Any discipline action taken by the physician by a member board, not the principal license board, may be used by other member boards as a conclusive disciplinary action warranting imposition of the same or less or sanction or a separate disciplinary action by other member boards. As well, any license investigation by a member board that becomes the subject revocation, surrender or relinquishment in lieu of discipline shall cause the physician’s license to suffer the same consequences without any further action in each other member board without the subject to any disciplinary investigation. The physician truly becomes hostage to the initiating state’s disciplinary process and must fight it to the death so as to avoid any automatic domino effect.

The Act seeks to balance the states’ citizens’ need for medical care, a nation’s policy interest in granting access to high quality medical care to all citizens, and a physician’s ability to provide competent medical service regardless of artificial state borders against patient safety and criminally active doctors. The primary concern of the Act is who will become the disciplinary supervisor of doctors practicing throughout the country under the Act. While this is a serious and weighty issue, the Act in its current form fails to safeguard the medical license of Pennsylvania’s many doctors who will choose it as their primary state of licensure.

Pennsylvania’s medical schools have produced thousands of doctors over the years. Many secure initial graduate school training licenses and stay in the Commonwealth after residency to care for Pennsylvania’s residents. Many choose Pennsylvania as a home. The Act as drafted in House 1619 of 2015 will discourage this.

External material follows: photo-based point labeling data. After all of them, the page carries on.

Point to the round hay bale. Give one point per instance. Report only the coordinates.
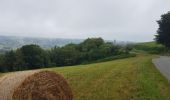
(34, 85)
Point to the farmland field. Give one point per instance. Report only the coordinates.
(132, 78)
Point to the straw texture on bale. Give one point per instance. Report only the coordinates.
(34, 85)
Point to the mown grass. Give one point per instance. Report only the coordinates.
(133, 78)
(126, 79)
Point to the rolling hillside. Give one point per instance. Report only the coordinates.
(133, 78)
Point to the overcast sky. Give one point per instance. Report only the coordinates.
(128, 20)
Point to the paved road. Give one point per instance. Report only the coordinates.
(163, 64)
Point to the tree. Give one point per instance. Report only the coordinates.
(163, 32)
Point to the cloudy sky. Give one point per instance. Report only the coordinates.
(128, 20)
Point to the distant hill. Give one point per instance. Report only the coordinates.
(13, 42)
(150, 47)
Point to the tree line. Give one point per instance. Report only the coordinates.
(34, 57)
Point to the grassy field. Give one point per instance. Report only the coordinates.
(126, 79)
(132, 78)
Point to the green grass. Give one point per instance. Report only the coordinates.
(125, 79)
(150, 44)
(149, 47)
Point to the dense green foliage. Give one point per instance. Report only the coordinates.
(33, 56)
(150, 47)
(163, 33)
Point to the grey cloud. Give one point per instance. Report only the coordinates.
(129, 20)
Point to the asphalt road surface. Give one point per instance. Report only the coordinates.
(163, 65)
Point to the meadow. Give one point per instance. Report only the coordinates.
(133, 78)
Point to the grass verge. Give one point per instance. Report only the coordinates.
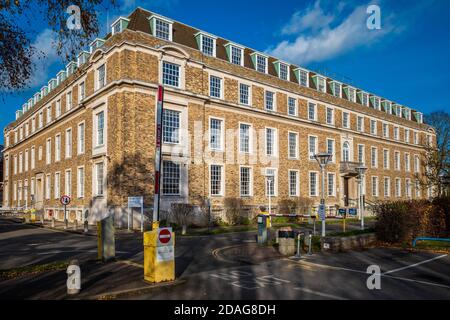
(351, 233)
(32, 269)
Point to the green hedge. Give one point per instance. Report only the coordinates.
(403, 221)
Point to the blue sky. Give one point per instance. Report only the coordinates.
(407, 61)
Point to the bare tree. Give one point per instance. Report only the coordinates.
(17, 55)
(436, 162)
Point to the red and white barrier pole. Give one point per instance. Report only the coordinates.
(158, 156)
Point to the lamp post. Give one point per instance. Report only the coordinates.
(323, 159)
(361, 169)
(270, 183)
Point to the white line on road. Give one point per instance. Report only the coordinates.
(325, 295)
(383, 275)
(416, 264)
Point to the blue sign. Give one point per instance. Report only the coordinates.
(322, 212)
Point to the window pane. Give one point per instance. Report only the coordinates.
(171, 126)
(216, 180)
(171, 74)
(216, 134)
(171, 178)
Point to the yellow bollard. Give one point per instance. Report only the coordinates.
(159, 255)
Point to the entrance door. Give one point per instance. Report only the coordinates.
(346, 192)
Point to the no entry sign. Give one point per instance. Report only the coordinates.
(164, 235)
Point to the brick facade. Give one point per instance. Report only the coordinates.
(133, 71)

Physicians who seek to practice medicine in multiple states through the Act will sacrifice a significant degree of due process if any disciplinary investigation is commenced or levied against them. While there is significant financial interest to provide internet-based face time oriented medical practice across state borders without driving distances, to save lives, the inevitable due process concerns are significant. Exploding populations are overrunning medical investigatory boards with rampant anonymous complaints that will warrant investigation.

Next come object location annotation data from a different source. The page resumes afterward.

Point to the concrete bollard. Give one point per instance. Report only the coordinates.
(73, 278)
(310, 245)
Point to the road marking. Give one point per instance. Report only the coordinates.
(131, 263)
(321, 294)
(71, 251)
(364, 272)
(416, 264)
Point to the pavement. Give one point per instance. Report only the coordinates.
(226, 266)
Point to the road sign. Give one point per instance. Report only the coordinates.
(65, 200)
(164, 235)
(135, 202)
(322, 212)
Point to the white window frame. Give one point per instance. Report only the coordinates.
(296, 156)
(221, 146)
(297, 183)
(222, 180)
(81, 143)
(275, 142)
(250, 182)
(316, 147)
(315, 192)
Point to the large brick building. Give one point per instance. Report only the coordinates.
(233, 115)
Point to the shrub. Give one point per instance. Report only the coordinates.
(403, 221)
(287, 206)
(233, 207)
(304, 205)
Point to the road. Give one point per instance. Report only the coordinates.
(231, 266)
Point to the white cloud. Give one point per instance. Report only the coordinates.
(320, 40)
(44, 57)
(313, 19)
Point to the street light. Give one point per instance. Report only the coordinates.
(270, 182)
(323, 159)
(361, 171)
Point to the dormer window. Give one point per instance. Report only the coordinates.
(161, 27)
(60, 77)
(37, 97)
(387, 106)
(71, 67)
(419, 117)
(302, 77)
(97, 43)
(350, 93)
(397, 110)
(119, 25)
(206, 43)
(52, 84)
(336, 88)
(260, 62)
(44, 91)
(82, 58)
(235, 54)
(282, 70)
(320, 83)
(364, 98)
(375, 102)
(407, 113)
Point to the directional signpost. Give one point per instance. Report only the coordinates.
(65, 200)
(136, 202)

Every day baseless complaints of Medicare Medicaid insurance fraud, pill mills, sexual assaults, or drug theft and diversion are generated from specious reporters who are either aggrieved patients, angry disgruntled business partners, jealous or angry co-employees, or scorned lovers. House Bill 1619 of 2015 exposes Pennsylvania’s principle-based medical practitioners to unilateral concurrent disciplinary process of member states without the ability to respond, investigate, or even defend oneself in a court of law. Member state’s unilateral actions will automatically trickle back to the physician’s primary licensure state, causing potentially automatic disciplinary action there. The Act as written is not in the interest of Pennsylvania medical community.